Results from three long-term studies following host and microbiome characteristics during pregnancy and preterm birth, inflammatory bowel disease, and prediabetes have expanded our understanding of how humans and microbes interact and the resulting consequences for our health. The studies were funded as part of a second phase of the National Institutes of Health’s Human Microbiome Project (HMP). Key findings, datasets and new techniques developed over the course of this phase were published in a series of research articles in the Nature family of journals.
The NIH Common Fund launched the HMP in 2007 to develop resources for characterizing the microbiome in healthy adults and in people with specific microbiome-associated diseases. The second phase of the HMP, the integrative HMP or iHMP, emphasized human and microbiome interactions and analyzed the temporal trends in many biological properties of them both. Three known microbiome-associated conditions served as models for the iHMP to develop new approaches and tools for microbiome research.
“The first phase of the HMP revolutionized our understanding of the healthy human microbiome and gave us clues to its role in a few human diseases,” said James M. Anderson, M.D., Ph.D., director of the Division of Program Coordination, Planning, and Strategic Initiatives, which oversees the Common Fund. “Research now shows that just identifying the microbes that make up a person’s microbiome is not enough to understand the microbes’ health consequences. The function of a microbial community is different from the sum of the individual microbes’ behavior.”

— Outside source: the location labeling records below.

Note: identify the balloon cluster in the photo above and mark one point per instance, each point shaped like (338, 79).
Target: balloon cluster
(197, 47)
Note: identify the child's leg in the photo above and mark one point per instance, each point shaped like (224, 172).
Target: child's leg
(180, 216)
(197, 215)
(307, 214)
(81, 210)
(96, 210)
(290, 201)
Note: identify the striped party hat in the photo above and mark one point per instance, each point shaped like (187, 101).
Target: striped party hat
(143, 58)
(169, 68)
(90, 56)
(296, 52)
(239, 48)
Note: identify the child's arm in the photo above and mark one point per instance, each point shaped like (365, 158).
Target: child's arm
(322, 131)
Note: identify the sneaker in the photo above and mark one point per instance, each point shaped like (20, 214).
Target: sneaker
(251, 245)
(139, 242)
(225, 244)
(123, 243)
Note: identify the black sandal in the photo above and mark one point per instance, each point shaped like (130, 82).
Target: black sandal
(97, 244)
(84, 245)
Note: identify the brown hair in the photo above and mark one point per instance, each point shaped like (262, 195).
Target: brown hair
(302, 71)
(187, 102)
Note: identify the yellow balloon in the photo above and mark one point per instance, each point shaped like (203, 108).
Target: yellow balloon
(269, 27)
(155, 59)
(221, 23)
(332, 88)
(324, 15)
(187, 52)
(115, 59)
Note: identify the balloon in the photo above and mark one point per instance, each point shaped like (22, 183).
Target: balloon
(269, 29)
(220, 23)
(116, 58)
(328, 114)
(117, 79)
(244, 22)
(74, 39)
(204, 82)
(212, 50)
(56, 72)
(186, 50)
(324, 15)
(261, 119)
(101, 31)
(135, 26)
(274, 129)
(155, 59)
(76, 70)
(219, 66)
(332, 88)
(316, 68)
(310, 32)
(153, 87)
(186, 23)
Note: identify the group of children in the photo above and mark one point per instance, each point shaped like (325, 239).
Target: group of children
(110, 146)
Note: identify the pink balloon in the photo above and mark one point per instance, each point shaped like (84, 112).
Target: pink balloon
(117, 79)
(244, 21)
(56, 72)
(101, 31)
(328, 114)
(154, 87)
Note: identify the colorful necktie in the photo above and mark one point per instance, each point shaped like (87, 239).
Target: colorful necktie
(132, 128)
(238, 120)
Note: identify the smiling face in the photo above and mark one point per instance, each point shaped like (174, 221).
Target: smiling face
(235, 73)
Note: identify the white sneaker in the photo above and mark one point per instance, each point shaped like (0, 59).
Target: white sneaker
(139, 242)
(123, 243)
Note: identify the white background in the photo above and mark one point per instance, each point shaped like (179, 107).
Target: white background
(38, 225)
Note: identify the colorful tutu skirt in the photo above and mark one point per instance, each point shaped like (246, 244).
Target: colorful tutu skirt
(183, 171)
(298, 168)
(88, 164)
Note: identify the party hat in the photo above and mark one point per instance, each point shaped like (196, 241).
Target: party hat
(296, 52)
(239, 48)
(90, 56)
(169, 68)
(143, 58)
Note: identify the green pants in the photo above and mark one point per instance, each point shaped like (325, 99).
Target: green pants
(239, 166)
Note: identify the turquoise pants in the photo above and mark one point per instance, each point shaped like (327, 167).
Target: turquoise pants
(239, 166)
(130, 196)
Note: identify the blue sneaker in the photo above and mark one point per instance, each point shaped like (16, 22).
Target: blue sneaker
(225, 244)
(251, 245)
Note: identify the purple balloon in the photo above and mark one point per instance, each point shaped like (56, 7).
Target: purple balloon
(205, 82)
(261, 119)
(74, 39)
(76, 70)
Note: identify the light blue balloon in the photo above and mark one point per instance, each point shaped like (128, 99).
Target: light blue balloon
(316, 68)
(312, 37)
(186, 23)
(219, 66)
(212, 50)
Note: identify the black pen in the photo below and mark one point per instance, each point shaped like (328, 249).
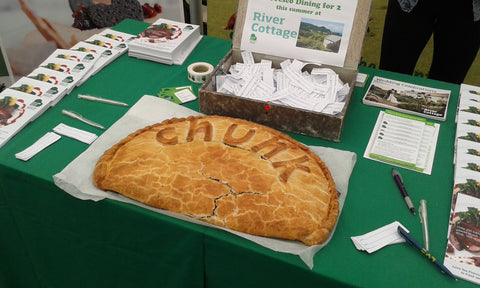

An iHMP project at Virginia Commonwealth University, Richmond, focused on the vaginal microbiome and the host immune system in women who give birth preterm versus those who give birth at term. The team of researchers followed more than 1,500 women over the course of pregnancy, and identified specific microbes present early in pregnancy in women who experienced preterm birth. The researchers also discovered a profile of inflammatory molecular signals in the women who experienced preterm birth together with a distinct metabolic profile in their microbiomes. These profiles were observed very early in pregnancy, which may provide new clinical biomarkers to predict women at risk of preterm birth.